8-KMaterial AgreementsFinancial EventsRegulation FD+1

KKR & Co. Inc. 8-K Report, Material Agreement (Dec 8, 2021)

Filed December 8, 2021For Securities:KKRKKRTKKR-PDKKRS

Summary

KKR & Co. Inc. (KKR) filed an 8-K on December 8, 2021, reporting the completion of a material definitive agreement related to the issuance of debt. Specifically, KKR Group Finance Co. X LLC, an indirect subsidiary, successfully offered $750 million in aggregate principal amount of 3.250% Senior Notes due 2051. These notes are guaranteed by KKR & Co. Inc. and KKR Group Partnership L.P., providing a solid backing for investors. The net proceeds from this offering are earmarked for general corporate purposes, indicating a strategic move to bolster the company's financial flexibility. The issuance of these long-dated notes at a fixed interest rate of 3.250% suggests KKR's strategy to secure favorable long-term financing. The indenture governing these notes includes standard covenants aimed at protecting noteholders, such as limitations on liens and asset disposals, and provisions for events of default. Importantly, the notes are unsecured and unsubordinated obligations, though they are fully guaranteed by the parent entities. The report also details redemption options, including a make-whole provision prior to maturity and a par redemption in the final months, as well as a change of control repurchase event provision.

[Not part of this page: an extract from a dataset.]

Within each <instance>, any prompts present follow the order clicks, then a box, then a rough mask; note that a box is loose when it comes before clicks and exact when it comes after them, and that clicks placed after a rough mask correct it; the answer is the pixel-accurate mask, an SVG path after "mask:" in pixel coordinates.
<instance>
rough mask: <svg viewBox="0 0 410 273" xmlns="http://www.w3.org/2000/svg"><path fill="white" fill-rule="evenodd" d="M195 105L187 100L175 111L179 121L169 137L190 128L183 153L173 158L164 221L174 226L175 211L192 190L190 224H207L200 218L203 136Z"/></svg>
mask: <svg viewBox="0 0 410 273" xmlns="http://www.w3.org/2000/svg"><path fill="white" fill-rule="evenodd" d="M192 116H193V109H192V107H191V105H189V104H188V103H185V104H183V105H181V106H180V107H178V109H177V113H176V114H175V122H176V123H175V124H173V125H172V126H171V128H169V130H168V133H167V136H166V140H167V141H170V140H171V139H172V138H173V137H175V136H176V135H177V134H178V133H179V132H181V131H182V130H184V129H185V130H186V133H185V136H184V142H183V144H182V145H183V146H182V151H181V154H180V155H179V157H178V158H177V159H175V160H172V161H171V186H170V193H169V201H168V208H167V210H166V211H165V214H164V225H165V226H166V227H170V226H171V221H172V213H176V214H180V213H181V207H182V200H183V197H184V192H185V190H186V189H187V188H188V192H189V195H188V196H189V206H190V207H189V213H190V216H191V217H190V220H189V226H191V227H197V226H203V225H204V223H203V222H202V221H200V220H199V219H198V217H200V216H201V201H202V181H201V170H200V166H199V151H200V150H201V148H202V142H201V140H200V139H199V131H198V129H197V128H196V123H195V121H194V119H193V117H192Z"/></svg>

This debt issuance provides KKR with substantial capital that can be deployed across its various investment strategies and operational needs. Investors in these notes gain exposure to KKR's creditworthiness with a fixed income stream maturing in 2051, backed by the company's substantial assets and reputation in the alternative asset management industry. The transaction was conducted under Rule 144A and Regulation S, indicating a placement to institutional investors.

Key Highlights

  • 1KKR completed the offering of $750 million in 3.250% Senior Notes due 2051.
  • 2The notes are guaranteed by KKR & Co. Inc. and KKR Group Partnership L.P.
  • 3Proceeds from the offering are intended for general corporate purposes.
  • 4The notes mature on December 15, 2051, unless redeemed earlier.
  • 5Interest is payable semi-annually at a fixed rate of 3.250% per annum.
  • 6The indenture includes covenants limiting liens, mergers, and asset sales.
  • 7A change of control repurchase event would trigger a 101% repurchase price for noteholders.